ディズニーのアニメ映画で有名な「美女と野獣」ですが、元々は近世フランスのお話なんですね。こちらは作品の故郷フランスでドイツとの合作で作られた実写映画ということになります。

 

主演はレア・セドゥという、最近ハリウッドでもよく目にするフランス人の女優さんです。「007 スペクター」「イングロリアス・バスターズ」「グランド・ブタペスト・ホテル」なんかで有名ですね。

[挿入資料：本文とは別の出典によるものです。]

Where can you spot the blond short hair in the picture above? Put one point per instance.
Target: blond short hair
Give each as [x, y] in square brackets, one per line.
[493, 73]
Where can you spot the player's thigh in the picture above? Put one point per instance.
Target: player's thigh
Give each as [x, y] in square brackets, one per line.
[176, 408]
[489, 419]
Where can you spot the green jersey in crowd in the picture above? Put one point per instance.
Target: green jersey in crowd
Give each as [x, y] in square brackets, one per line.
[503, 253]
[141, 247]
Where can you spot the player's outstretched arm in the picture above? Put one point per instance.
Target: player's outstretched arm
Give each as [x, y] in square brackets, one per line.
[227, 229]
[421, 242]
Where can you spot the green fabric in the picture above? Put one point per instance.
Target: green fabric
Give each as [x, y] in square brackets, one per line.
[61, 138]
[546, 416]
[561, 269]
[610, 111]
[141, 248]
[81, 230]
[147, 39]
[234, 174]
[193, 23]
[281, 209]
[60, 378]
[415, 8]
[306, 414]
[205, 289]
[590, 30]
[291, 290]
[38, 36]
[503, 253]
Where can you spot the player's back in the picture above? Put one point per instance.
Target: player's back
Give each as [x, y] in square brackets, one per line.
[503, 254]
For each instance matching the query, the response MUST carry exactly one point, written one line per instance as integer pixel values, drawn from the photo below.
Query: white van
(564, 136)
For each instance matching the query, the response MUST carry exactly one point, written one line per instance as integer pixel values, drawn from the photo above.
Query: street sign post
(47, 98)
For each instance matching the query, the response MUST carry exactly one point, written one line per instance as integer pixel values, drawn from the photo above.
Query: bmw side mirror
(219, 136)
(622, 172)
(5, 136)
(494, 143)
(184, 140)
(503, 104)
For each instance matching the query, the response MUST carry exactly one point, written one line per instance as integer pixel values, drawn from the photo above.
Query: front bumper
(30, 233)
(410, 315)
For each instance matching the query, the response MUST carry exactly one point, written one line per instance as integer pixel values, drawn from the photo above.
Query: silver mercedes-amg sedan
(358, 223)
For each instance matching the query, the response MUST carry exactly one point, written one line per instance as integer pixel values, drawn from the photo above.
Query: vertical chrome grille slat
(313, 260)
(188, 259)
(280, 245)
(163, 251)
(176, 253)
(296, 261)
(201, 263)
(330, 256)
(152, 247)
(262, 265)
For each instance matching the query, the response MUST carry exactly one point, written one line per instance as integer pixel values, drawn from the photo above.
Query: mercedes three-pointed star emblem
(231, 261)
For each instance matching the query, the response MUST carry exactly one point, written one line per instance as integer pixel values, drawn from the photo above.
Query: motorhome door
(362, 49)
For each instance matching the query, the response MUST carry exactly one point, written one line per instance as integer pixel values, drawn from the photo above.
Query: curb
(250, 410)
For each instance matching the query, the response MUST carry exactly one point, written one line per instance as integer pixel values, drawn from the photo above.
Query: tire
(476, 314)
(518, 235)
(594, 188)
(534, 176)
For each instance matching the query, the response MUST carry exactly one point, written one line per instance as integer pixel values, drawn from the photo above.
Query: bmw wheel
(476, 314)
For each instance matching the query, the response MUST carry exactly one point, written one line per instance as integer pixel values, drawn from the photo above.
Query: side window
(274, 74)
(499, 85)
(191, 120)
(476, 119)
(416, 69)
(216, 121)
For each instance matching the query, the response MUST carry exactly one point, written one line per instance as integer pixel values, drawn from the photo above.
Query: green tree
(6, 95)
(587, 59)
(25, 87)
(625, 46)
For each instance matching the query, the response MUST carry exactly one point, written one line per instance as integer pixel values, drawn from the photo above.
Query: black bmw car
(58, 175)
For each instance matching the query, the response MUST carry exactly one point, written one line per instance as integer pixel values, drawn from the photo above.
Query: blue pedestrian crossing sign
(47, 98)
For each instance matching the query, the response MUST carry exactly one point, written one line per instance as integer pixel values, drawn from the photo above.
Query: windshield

クールでちょっと冷たそうな雰囲気と、知的さを感じる目が印象的な方です。

 

 

 

ディズニー版と比べると「暗い」という感想が出るかな、と思います。野獣がなぜ野獣になって城に一人で暮らしているのか、主人公ベルが城へ来るまでの流れ、ベルや野獣を狙って城へ来る悪党たちの末路など、けっこう容赦ない厳しいお話が続きます。

 

冒頭のベルの一家が破産して都会を離れる描写なんかは中々エグくて、逃げるように馬車に乗るベルたち一家を街の人々が野次馬となって嘲笑い罵りながら見物しています。当時は「金持ちの没落」がとにかくいい気味で面白い「メシウマ」な見世物だったんでしょうか。かなり性格が悪い描写です。

 

野獣も最初は「恐ろしい化け物」的なイメージが強く、口調や性格も取っつきにくそうな感じで振舞います。ダークファンタジー的な色味の強い世界観です。ロマンス的な雰囲気は薄く、ファンタジー世界を舞台にした真面目でシリアスな恋愛ドラマ、という印象です。

 

 

 

ですが豪華な城内や晴れの日の庭園、野獣の回想で出てくるヨーロッパの王族社会の描写はとてつもない映像美です。思わず息を飲みました。さすがフランス、綺麗です。ハリウッド的な豪華さともまた少し違う優美で荘厳で絵画のような世界です。

 

監督は映像表現に関して宮崎駿さんの影響を受けていることを公言していて、確かに言われてみればジブリ的な色使いや風景描写が多く見受けられるような気がします。終盤の巨人や呪いで変身させられたビーグル犬たちもナウシカっぽい世界観が似合いそうです。

 

 

 

野獣が人間の王から野獣の姿になった理由やベルの家族、悪役たちの描写など、人間の欲や愚かさといった負の側面を掘り下げて描くストーリーが中心で、どちらかというと大人向けな話かな、と思います。ディズニーのテンションを期待して観ると、お子さんは年齢によっては話を全部理解するのは厳しいかもしれません。

 

そんなちょっとダークでビターな「美女と野獣」ということで、ディズニー実写版ともアニメ版とも一味違う面白さがあると思います。

 

ヨーロッパファンタジー特有のちょっと影のある感じ、シリアスな雰囲気が好きな人にはたまらない作品ではないでしょうか。